Again, no change whatsoever to the road layout. I wondered how long it has been since that road was last resurfaced and so I asked by making a Freedom of Information request.

I spoke to a very helpful fellow at the council. He explained that the asset life is generally estimated to be around 25 years. However, it quite often ends up being shorter than that. The stretch of O’Connell Street that was just resurfaced was last done 15 years ago. That is no uncommon. For example, the council is finding that Grenfell Street is wearing out more quickly since the bus lanes opened. That seems to me to be a good thing. It shows that the buses are now able to travel along that stretch of road at a decent speed instead of crawling along stuck behind a line of traffic as they used to be. The drawback of course is that the road wears out more quickly.

Another thing that determines the life of the road is its foundation. On busy roads, you need a decent 50cm foundation. Where you start seeing potholes, like there are on Jeffcott Street at the moment, that is often because the foundation is a bit inadequate for the level of traffic that the road is experiencing.

A quick but important aside: different levels of government are responsible for different roads. The vast bulk of our roads are in fact council run and maintained. It is only really main arterial roads that are the responsibility of the State Government. This map shows which ones

You can see that Adelaide City Council is responsible for everything inside the ring road. That includes very busy roads like North, South and West Terrace, the café strips, Grenfell Street with its bus lanes and everything in between. The paltry amount that motorists pay for registration (not to be confused with compulsory third party insurance which is the bulk of the payment) does not go towards any of those roads. It is all paid for by local residents and business paying their rates. All those many motorists who come into (and through) the city do not pay for the roads through registration and petrol tax. Someone else pays. Granted, the city workers indirectly contribute by supporting the businesses that own the buildings for which rates are paid but it is far from a user pays system. Those motorists who simply pass through do not contribute at all.
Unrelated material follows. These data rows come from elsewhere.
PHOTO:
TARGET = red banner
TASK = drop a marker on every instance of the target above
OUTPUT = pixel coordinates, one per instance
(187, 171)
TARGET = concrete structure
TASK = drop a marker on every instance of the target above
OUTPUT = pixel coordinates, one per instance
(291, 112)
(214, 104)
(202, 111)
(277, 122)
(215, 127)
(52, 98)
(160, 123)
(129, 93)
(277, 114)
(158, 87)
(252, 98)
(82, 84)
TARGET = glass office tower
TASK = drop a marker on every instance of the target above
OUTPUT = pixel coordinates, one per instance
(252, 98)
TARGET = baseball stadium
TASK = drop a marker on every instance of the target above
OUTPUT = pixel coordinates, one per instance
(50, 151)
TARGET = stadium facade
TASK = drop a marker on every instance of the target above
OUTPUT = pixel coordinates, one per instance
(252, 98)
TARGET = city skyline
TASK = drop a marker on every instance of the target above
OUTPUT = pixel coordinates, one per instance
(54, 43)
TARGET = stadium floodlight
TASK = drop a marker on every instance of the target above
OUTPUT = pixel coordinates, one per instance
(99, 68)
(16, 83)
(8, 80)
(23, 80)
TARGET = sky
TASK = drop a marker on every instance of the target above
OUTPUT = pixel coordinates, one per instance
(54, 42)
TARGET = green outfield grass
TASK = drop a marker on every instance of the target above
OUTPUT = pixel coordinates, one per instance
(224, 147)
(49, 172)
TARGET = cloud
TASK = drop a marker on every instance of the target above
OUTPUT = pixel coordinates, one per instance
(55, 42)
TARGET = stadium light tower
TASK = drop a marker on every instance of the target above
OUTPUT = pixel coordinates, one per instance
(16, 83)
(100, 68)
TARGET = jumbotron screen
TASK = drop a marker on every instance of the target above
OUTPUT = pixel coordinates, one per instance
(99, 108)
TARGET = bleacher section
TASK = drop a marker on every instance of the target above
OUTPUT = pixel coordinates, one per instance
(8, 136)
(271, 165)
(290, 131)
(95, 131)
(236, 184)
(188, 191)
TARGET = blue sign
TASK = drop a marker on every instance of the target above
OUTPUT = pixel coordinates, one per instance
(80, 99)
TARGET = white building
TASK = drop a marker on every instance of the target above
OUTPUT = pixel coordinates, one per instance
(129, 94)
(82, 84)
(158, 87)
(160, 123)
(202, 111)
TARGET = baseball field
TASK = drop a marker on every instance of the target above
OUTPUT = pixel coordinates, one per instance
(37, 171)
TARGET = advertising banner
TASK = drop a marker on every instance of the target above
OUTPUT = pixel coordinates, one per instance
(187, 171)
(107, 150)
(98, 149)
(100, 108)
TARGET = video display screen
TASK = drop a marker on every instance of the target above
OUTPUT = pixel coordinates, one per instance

Rates provide less than 50 percent of the revenue of the Council, with other revenue gained from fees & charges (including parking fees that are the subject of so many complaints), external funding, borrowings and commercial operations.

The Federal Government has its ‘Roads to Recovery’ program which provides road funding to local councils but it is funding that must be applied for. It does not come automatically. I was told Adelaide City Council receives $850,000 a year. It is not a great deal. Roads are very expensive.

With such limited funding sources it is perhaps not surprising that it takes a while for holes to be fixed and roads to be upgraded.

Getting back to my point, 15 years is not that long ago. Titanic won the Oscar for best picture, Microsoft released Windows 98, Google was founded and season 4 of Friends was broadcast. However in other respects it is a very long time. 15 years ago, most of today's children were not alive. It is topical because of what this recently posted video shows:

A whole bunch of children in the last 15 years have been denied independent mobility. That is a whole generation.

There is no excuse for such a crap and undemocratic system. The frequency of road maintenance shows that genuine upgrades could easily be part of that budget. And there is no excuse for crapness either. Bus lanes, well designed intersections, roads and neighbourhoods that stop rat-running and quality cycling infrastructure are all part of the same road transport system. They should all be paid for out of the same budget.